Ce dernier volet, d’ailleurs, clairement réinterprété, comme cette sculpture d’un homme qui pousse un sac devant lui. Le mythe de Sisyphe poussant son rocher n’est pas loin, sauf qu’ici, le rocher est devenu… « un sac de pognon ! » explique l’artiste.
Posés à côté, quelques livres aux pages de bronze extrêmement fines : « Je coule dans un modèle en négatif tellement fin que cela crée des ‘non venues’, des zones où le bronze n’a pas abreuvé ». Cela donne des pages irrégulières, uniques, comme un livre qui serait déjà passé de main en main. Toutes ces œuvres ont plusieurs points communs : réalisées à la cire ‘directe’ modèle perdu, elles sont ensuite coulées avec un alliage de bronze de bonne qualité (en plus de l’étain et du zinc qui le composent, il doit comporter au moins 80% de cuivre). Ensuite, afin d’éviter de ‘tuer’ le modèle et de garder intacte la peau, un travail de ciselure très restreint, surtout sans polissage sera nécessaire.
Pour révéler les matières, viendra le travail de patine. Palette créative de l’atelier, dûe au travail de recherche, l’artiste varie les couleurs, du noir le plus dense à des verts de gris, voire dorées.
In fine, dans le bronze, les matériaux combustibles, éphémères auront laissé leurs empreintes. Une œuvre qui combine ainsi solidité et fragilité, à l’image de tout ce qui est humain.
A.D.
Rencontre publiée en novembre 2015
Michel Jacucha, est né en 1958, « près du poulailler ». Installé dans l’Hérault depuis 1987, d’abord à Pézenas, puis Sète, aujourd’hui Maraussan.

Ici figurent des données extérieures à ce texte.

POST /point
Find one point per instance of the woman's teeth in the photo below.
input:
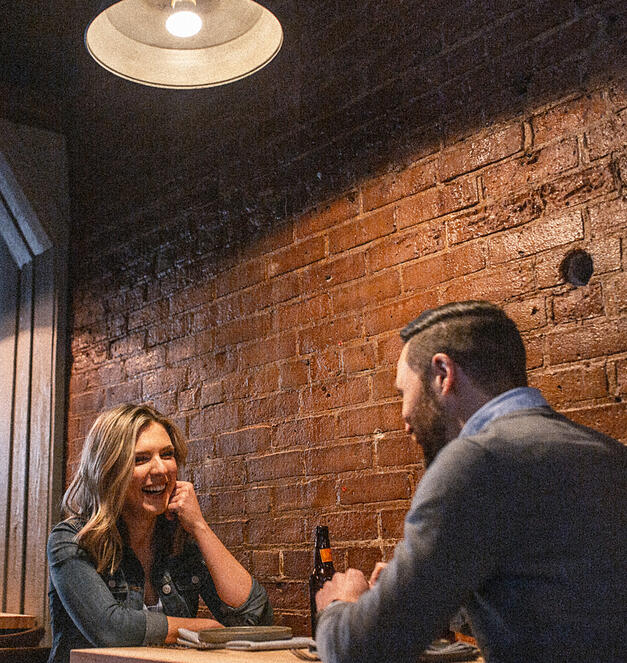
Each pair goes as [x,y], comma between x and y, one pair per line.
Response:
[153,490]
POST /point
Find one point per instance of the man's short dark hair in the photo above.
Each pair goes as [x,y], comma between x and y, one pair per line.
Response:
[478,336]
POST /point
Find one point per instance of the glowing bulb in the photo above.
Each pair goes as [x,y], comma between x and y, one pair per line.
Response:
[183,24]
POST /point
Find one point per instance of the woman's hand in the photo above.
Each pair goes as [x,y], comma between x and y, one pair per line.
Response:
[376,572]
[184,505]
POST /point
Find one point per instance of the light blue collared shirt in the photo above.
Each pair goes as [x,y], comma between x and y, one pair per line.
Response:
[521,398]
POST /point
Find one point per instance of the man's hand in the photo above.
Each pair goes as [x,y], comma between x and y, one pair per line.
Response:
[347,586]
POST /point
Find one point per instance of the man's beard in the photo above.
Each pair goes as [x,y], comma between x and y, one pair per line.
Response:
[428,424]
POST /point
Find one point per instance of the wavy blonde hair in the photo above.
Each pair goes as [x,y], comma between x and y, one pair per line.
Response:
[97,492]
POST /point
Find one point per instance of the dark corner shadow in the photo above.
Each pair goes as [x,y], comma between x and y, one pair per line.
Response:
[205,175]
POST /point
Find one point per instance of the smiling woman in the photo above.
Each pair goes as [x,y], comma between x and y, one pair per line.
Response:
[134,554]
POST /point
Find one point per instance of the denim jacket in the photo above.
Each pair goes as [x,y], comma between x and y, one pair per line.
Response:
[88,609]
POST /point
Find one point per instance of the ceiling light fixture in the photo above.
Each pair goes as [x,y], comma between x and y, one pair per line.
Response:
[183,44]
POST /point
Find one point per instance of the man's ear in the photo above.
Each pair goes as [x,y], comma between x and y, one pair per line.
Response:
[443,373]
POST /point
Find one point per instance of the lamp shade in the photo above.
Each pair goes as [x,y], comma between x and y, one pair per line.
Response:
[236,39]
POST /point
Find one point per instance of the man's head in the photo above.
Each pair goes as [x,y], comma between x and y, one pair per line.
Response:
[456,358]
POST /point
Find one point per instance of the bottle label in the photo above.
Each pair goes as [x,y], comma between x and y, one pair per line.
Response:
[325,555]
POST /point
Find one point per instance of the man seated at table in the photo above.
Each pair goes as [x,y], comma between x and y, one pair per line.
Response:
[520,516]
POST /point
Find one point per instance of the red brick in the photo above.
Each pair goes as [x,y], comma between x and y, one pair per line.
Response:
[570,118]
[316,494]
[146,361]
[269,408]
[304,432]
[530,313]
[398,450]
[247,440]
[294,374]
[480,151]
[333,272]
[609,218]
[167,379]
[369,420]
[606,137]
[578,303]
[397,314]
[216,472]
[288,595]
[437,201]
[265,563]
[240,331]
[296,255]
[302,314]
[128,345]
[392,523]
[367,292]
[362,230]
[214,419]
[269,293]
[230,533]
[358,358]
[363,559]
[571,385]
[389,347]
[278,347]
[393,186]
[327,396]
[297,563]
[496,285]
[544,234]
[610,419]
[259,500]
[329,333]
[425,238]
[276,531]
[210,394]
[525,171]
[615,295]
[275,466]
[383,384]
[434,270]
[375,488]
[577,188]
[343,458]
[584,342]
[241,276]
[327,215]
[127,392]
[327,365]
[91,401]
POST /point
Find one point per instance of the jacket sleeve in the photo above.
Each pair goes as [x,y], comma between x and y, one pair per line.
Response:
[90,603]
[450,546]
[256,609]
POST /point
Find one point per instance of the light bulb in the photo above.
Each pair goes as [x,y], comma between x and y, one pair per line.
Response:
[183,24]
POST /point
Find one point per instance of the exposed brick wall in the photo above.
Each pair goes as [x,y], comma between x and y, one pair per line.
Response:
[276,356]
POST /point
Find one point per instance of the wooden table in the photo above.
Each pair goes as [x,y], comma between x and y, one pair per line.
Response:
[176,655]
[9,620]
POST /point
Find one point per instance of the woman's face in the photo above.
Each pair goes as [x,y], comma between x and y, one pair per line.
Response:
[154,474]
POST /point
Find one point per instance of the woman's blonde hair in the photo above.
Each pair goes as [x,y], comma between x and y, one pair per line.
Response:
[97,493]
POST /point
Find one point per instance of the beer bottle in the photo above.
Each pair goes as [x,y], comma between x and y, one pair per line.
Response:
[323,570]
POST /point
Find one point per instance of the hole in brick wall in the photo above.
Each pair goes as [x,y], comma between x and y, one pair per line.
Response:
[577,267]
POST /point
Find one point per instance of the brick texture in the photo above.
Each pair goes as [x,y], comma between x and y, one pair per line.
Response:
[261,307]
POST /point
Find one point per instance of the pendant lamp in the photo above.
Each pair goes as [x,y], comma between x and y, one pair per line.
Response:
[183,44]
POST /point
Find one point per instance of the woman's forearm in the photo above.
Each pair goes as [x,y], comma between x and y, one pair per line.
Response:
[232,582]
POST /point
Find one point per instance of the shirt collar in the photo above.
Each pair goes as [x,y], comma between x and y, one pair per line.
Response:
[521,398]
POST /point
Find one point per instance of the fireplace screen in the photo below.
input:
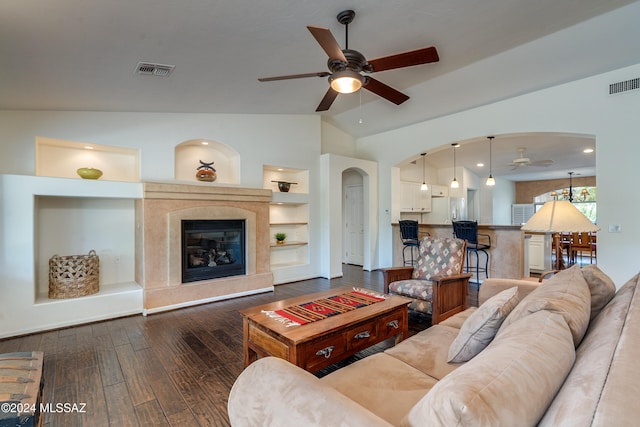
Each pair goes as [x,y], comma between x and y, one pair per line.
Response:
[212,249]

« A 14 ans, lors d’une porte ouverte du centre d’essais des propulseurs, où travaillait mon père, je suis tombé en admiration devant la forme pure et l’effet de matière produit par le martelage manuel d’un prototype de pièce d’aviation. Ce fût une révélation. J’ai voulu travailler le métal en feuilles. Aujourd’hui encore, aucune césure entre artiste et artisan, je réalise toutes mes mises en œuvre, de la création du modèle en cire directe jusqu’à l’édition en bronze ».